Like seriously, why can’t I just donate my fat? It would be mutually beneficial to all those people who struggle to put on weight and all those like me who just can’t shift it.
I have always struggled with my weight. I’m one of those people who just has to look at a cake and I’ll put on 10 pounds straight away! Since I was young I’ve always been called the fat one in the family and have always been that funny fat friend.
Last September I decided enough was enough – I was weighing in at a miserable 13stone 12lbs (approx 88kg) and me being a short 5 ft 3inches meant my BMI was coming in the obese range. Yes I was obese – and knowing that my obesity and lack of fitness was putting me at risk of all sorts of diseases (cancer, heart problems, diabetes… to name a few) I felt it was time I did something about it. We all take our health for granted sometimes and when I thought of my future I looked at all the things about myself that I could not change that would put me at risk of disease (genetics, ethnicity, gender, age) and decided I would do something about the risk factors I can change – my lifestyle (weight, diet etc.)
I joined the gym and went 4-5 times a week, early morning just before work. I did very short HIIT (high intensity interval training) sessions mixed with some weights/resistance training. This worked well for me because I’m the type who gets easily bored in the gym, and with a busy job I can only spend 30-45 minutes at a time in the gym.
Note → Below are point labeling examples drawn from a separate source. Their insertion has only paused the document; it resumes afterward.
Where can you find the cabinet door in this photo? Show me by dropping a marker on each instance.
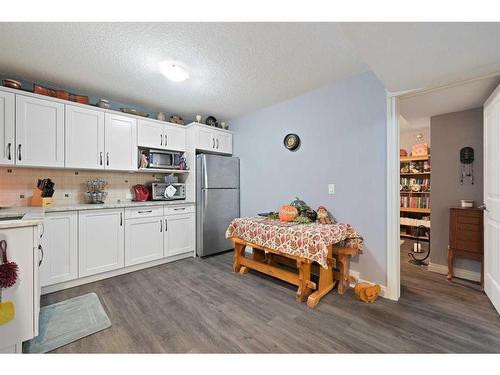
(60, 248)
(84, 134)
(7, 126)
(39, 132)
(179, 234)
(224, 142)
(150, 134)
(174, 137)
(143, 240)
(206, 140)
(100, 241)
(120, 142)
(20, 250)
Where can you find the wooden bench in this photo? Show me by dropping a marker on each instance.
(267, 261)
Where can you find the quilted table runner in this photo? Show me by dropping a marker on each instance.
(308, 241)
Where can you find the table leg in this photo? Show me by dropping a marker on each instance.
(325, 285)
(450, 264)
(304, 277)
(343, 272)
(238, 253)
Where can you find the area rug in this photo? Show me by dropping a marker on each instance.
(68, 321)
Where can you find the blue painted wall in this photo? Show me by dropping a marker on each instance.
(342, 129)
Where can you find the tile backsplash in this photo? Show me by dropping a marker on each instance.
(17, 184)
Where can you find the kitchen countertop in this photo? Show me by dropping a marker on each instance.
(37, 213)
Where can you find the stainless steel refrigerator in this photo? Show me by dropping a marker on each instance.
(217, 201)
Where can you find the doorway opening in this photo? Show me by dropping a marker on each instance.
(440, 169)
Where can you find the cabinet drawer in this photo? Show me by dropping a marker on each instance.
(178, 210)
(144, 211)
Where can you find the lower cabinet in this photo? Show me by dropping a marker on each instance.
(60, 244)
(143, 240)
(179, 234)
(101, 241)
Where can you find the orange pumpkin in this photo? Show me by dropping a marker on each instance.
(288, 213)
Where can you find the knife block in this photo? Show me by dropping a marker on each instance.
(39, 201)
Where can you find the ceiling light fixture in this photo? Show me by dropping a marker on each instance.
(173, 72)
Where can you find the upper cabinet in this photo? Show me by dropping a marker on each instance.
(39, 132)
(120, 142)
(7, 126)
(153, 134)
(84, 135)
(213, 140)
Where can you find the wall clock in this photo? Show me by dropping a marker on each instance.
(291, 141)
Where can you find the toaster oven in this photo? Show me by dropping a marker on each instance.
(165, 192)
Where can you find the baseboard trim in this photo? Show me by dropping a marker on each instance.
(109, 274)
(457, 272)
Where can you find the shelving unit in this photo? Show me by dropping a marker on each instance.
(416, 203)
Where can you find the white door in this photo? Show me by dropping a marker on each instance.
(206, 139)
(84, 134)
(224, 142)
(492, 198)
(60, 248)
(143, 240)
(100, 241)
(150, 134)
(175, 137)
(39, 132)
(120, 142)
(7, 126)
(20, 250)
(179, 234)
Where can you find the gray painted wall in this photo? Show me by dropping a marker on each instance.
(342, 129)
(449, 133)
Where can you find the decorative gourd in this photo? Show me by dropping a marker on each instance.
(299, 204)
(288, 213)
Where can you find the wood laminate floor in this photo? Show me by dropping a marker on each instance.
(200, 305)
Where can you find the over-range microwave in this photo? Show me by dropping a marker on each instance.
(160, 159)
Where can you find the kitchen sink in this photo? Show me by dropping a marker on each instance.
(17, 217)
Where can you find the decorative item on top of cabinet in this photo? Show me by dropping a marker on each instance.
(291, 142)
(175, 119)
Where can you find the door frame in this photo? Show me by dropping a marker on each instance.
(393, 281)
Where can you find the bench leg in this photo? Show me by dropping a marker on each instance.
(304, 278)
(326, 284)
(343, 261)
(238, 254)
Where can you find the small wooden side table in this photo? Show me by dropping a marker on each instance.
(466, 237)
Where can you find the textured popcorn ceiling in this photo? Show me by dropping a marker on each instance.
(234, 67)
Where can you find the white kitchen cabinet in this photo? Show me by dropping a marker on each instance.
(143, 239)
(100, 241)
(120, 142)
(152, 134)
(39, 132)
(22, 248)
(213, 140)
(7, 128)
(60, 246)
(179, 234)
(149, 134)
(84, 138)
(174, 137)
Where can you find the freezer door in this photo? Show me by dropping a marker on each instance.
(217, 208)
(218, 171)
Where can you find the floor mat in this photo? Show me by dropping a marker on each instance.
(68, 321)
I changed my diet too. I cut out all sugars, and all drinks allowing myself only water and the occasional Diet Coke (shhhh). My main meal consisted of vegetables and protein (i.e chicken, fish, meat). I stopped fuelling myself with processed junk and although at first it was difficult, my body adjusted and I had the most energy I had felt in a long time. My stomach wasn’t always feeling bloated and generally I felt good.
By February 2017 I had managed to lose 3 stone! My weight was down and I felt good, especially when I went shopping – because I could try on most things and look good in them, unlike before when nothing would fit, and anything that did fit, didn’t look good.
However, I started becoming lazy… I stopped going gym and started to allow myself treats – a biscuit here, some chocolate there, oh yes eating straight out the Nutella jar would be a regular thing too 🙈🙈. Throw in 2 holidays, my laziness and greediness and now I’m here July 2017 and have gained back 10kg of the weight I lost. I’m at 76kg currently (11st 13lbs) – and I’m not fitting into my size 8s or smalls anymore. Sometimes even the 10s and mediums are a squeeze.
How have I let this happen? I ask myself. All that hard work. But I guess I’ve done what we all do and what we all battle with.
So today I start again. On my journey to getting fit. To me it’s not about just looking good or being a certain dress size. To me it’s about being healthy. It’s about being healthy for myself and my family. My aim is to get to the normal BMI range.
Action plan for today onwards:
1. Scrap all drinks and replace with water
2. Tomorrow I will re join the gym
3. Meal plan ahead
I’ll let you all know how I get on… wish me luck!